Verify the hyperbolic integration formula

Question

Verify the integration formula:

$$\int \operatorname{sech} x \, dx =\sin^{-1}(\tanh x)+C$$

I know that I have to manipulate the equation, but I am not sure how. Here is what I have done so far:

\begin{align} & \int \operatorname{sech} x \, dx \\[6pt] = {} & \int{\operatorname{sech}^3x\over \operatorname{sech}^2 x} dx \\[6pt] = {} & \int{\operatorname{sech}^3x\over 1-\operatorname{tanh}^2x} \,dx \end{align}

$$u= \operatorname{tanh} x, \quad du= \operatorname{sech}^2x \, dx$$

I am not even sure if I am even doing anything right up to this point. If someone could steer me in the right direction that would be great.

Answer 1

$\newcommand{\sech}{\operatorname{sech}}\newcommand{\tanh}{\operatorname{tanh}}$To verify, Take the derivative of both sides of the equation: $$\int \sech(x)\,dx=\arcsin(\tanh(x)) + c$$ $$\sech(x)=\frac{\mathrm{d} }{\mathrm{d} x}[\arcsin(\tanh(x)) + c]$$ $\frac{\mathrm{d} }{\mathrm{d} x}[\arcsin(u)]=\frac{u'}{\sqrt{1-u^2}}$ and $\frac{\mathrm{d} }{\mathrm{d} x}[\tanh(x)]=\sech^2(x)$ $$\sech(x)=\frac{\sech^2(x)}{\sqrt{1-\tanh^2(x)}}$$ $1-\tanh^2(x)=\sech^2(x)$ $$\sech(x)=\frac{\sech^2(x)}{\sqrt{\sech^2(x)}}$$ $$\sech(x)=\sech(x)$$

Answer 2

Use the definition of the hyperbolic secant:

$$\int\text{sech}(x)\ \text{d}x = \int\frac{1}{\cosh(x)}\ \text{d}x = \int\frac{2}{e^x + e^{-x}}\ \text{d}x$$

Let's collect an $e^x$ term

$$\int\frac{2e^{-x}}{1 + e^{-2x}}\ \text{d}x$$

We can now use the Geometric Series for the term $\frac{1}{1 + e^{-2x}}$

$$\int 2e^{-x}\sum_{k = 0}^{+\infty}(-e^{-2x})^k = \sum_{k = 0}^{+\infty}2(-1)^k\int e^{-x}e^{-2kx}\ \text{d}x = \sum_{k = 0}^{+\infty}2(-1)^k\int e^{-x(1 + 2k)}\ \text{d}x$$

Integration is trivial and you end up with

$$\sum_{k = 0}^{+\infty}2(-1)^k \frac{-1}{1 + 2k}e^{-x(1+2k)} = \sum_{k = 0}^{+\infty} \frac{2\cdot (-1)^{k+1}}{1+2k}e^{-x(1+2k)}$$

This is a well known series and it's

$$\sum_{k = 0}^{+\infty} \frac{2\cdot (-1)^{k+1}}{1+2k}e^{-x(1+2k)} = -2\arctan(e^{-x}) = -2\operatorname{arccot}(e^x)$$

Answer 3

A slightly unconventional procedure is to force hyperbolic functions to the circular

ones by $ x\rightarrow ix $ on either side of the equation.

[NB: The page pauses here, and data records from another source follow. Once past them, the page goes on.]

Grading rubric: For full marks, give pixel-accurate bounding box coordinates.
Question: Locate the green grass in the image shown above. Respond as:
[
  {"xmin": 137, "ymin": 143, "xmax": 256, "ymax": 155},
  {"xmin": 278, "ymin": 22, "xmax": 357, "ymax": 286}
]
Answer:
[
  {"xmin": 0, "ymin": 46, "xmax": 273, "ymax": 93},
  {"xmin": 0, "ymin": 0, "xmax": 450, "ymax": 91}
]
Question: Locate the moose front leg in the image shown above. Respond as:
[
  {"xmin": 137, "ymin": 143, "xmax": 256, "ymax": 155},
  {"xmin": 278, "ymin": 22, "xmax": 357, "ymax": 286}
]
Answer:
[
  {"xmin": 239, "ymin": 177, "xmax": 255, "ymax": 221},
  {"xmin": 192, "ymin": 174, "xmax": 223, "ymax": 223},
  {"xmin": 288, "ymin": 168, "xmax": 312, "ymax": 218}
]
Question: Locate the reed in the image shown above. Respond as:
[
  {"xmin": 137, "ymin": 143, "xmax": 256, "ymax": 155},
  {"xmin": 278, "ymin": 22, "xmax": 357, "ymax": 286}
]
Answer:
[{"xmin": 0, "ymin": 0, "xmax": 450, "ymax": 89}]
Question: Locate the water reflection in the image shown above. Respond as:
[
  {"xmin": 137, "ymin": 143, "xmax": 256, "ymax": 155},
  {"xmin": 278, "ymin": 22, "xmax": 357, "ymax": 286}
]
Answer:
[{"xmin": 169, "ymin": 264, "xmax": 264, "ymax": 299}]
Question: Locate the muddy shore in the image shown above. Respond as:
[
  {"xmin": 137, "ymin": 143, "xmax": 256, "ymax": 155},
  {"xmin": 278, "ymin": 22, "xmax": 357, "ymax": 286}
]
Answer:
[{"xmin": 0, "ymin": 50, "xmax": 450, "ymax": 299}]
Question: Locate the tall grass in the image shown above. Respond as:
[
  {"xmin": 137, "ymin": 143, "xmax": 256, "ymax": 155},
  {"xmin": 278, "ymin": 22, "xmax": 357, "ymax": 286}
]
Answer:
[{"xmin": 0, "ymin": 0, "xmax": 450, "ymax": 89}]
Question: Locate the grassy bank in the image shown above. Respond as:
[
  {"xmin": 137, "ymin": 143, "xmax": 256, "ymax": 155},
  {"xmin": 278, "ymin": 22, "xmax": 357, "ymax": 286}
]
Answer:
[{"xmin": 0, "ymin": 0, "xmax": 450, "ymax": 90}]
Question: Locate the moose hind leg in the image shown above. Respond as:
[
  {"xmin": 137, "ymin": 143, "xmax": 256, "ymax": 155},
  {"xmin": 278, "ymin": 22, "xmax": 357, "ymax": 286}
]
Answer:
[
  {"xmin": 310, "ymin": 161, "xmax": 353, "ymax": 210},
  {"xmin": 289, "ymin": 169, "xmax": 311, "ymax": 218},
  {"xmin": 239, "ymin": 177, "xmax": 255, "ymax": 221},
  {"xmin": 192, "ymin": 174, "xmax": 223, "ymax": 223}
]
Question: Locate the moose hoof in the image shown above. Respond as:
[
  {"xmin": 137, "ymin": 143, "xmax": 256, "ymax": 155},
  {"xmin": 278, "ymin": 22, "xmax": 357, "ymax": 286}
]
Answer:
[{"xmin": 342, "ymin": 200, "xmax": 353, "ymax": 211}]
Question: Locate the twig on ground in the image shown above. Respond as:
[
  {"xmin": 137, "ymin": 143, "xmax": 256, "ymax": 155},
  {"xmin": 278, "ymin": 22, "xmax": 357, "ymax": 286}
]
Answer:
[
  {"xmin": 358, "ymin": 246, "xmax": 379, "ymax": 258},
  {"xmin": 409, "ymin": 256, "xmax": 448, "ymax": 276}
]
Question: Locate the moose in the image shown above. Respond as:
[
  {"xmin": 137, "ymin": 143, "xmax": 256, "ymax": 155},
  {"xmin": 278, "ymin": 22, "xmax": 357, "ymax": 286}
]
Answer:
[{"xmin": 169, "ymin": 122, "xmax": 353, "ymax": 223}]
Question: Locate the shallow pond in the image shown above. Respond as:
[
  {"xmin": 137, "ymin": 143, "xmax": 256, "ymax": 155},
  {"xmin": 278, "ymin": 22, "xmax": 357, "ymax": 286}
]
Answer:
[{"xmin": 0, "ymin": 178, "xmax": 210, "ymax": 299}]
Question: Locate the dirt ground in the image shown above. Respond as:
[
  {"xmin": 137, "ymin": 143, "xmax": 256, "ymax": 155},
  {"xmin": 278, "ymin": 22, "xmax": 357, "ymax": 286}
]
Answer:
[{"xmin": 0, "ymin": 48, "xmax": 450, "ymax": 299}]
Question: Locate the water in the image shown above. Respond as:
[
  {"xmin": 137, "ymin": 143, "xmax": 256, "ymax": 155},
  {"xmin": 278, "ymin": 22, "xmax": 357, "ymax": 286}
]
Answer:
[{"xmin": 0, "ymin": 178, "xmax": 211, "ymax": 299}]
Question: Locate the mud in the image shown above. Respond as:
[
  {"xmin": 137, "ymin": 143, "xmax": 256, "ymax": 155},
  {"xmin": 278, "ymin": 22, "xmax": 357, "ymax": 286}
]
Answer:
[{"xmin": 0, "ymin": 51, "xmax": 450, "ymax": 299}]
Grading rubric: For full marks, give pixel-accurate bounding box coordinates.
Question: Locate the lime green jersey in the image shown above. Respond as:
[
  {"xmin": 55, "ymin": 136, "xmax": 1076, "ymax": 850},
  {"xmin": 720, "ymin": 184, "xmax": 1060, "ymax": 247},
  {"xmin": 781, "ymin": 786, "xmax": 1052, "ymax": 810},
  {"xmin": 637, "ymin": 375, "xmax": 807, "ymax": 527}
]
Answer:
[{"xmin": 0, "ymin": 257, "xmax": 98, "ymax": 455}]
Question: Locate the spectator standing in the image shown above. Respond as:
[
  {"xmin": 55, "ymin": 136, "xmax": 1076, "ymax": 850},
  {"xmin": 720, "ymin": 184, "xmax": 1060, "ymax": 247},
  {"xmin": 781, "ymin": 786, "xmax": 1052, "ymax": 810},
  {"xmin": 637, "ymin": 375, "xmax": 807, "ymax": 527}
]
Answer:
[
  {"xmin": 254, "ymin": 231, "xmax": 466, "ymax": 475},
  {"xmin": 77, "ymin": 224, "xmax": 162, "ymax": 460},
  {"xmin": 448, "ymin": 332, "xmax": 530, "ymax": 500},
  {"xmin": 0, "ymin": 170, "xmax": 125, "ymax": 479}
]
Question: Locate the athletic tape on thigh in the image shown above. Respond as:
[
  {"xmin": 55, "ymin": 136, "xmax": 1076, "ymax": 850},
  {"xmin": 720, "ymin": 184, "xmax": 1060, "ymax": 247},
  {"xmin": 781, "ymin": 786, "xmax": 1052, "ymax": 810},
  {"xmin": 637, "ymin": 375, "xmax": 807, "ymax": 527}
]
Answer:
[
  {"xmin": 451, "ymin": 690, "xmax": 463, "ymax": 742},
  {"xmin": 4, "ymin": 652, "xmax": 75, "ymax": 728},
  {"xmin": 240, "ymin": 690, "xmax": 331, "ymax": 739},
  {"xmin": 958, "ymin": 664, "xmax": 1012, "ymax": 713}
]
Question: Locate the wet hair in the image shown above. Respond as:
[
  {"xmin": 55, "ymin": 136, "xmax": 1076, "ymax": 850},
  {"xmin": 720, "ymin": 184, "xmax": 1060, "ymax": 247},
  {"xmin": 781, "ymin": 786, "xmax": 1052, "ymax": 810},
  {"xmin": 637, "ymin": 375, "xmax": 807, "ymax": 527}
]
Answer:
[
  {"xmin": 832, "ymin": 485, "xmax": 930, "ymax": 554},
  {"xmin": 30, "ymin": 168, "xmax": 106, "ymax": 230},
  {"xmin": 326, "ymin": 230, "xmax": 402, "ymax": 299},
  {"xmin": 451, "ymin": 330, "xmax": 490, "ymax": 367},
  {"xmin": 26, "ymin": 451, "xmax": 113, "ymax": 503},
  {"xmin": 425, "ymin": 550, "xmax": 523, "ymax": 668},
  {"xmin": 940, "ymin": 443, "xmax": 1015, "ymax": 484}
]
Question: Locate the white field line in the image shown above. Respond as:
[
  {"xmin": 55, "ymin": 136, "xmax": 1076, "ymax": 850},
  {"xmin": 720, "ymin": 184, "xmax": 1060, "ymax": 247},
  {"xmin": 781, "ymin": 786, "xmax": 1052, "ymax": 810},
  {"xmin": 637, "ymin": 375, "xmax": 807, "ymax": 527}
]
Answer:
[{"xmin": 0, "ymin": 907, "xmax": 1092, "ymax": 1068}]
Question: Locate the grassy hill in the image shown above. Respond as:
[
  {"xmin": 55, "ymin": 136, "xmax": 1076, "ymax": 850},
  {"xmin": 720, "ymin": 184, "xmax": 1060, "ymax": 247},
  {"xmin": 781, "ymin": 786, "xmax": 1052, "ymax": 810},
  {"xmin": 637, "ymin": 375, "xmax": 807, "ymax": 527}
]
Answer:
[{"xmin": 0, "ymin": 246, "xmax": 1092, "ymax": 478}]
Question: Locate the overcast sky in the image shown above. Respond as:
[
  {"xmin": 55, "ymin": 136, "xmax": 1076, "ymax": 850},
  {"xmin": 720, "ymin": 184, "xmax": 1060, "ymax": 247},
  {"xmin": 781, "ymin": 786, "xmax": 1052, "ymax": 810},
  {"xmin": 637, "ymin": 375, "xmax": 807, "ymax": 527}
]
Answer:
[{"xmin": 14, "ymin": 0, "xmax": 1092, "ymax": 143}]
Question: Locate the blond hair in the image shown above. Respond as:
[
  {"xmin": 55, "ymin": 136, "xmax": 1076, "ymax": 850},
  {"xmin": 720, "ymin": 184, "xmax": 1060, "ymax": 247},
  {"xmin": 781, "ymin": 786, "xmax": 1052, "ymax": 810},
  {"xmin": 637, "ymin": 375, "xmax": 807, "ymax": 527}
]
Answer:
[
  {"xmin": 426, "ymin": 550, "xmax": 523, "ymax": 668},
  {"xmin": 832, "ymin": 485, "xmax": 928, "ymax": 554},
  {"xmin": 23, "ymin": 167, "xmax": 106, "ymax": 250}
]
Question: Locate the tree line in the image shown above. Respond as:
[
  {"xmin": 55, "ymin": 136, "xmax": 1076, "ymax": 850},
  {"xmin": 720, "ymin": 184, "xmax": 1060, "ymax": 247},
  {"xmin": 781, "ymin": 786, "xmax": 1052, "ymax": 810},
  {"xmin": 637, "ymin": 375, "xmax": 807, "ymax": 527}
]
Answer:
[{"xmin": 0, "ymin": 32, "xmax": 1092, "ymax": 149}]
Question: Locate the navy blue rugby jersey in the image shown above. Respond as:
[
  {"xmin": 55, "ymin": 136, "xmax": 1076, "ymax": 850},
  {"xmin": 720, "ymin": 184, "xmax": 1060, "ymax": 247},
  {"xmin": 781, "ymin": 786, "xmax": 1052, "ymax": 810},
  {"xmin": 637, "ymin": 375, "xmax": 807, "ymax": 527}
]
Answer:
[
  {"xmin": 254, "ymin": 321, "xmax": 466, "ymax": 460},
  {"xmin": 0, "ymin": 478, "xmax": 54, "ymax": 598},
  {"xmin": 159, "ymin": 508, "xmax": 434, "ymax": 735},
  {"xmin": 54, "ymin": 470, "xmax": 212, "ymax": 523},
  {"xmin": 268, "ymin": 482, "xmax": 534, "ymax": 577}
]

$$\text{LHS}= \int \operatorname{sech} ix \, d ix = i \int \sec x \, dx = i \log ( \sec x + \tan x) $$

$$\text{RHS}= \sin^{-1}(\operatorname{tanh} ix)+C = i \operatorname{sinh}^{-1}(\tan x) = i \log( \sec x + \tan x) $$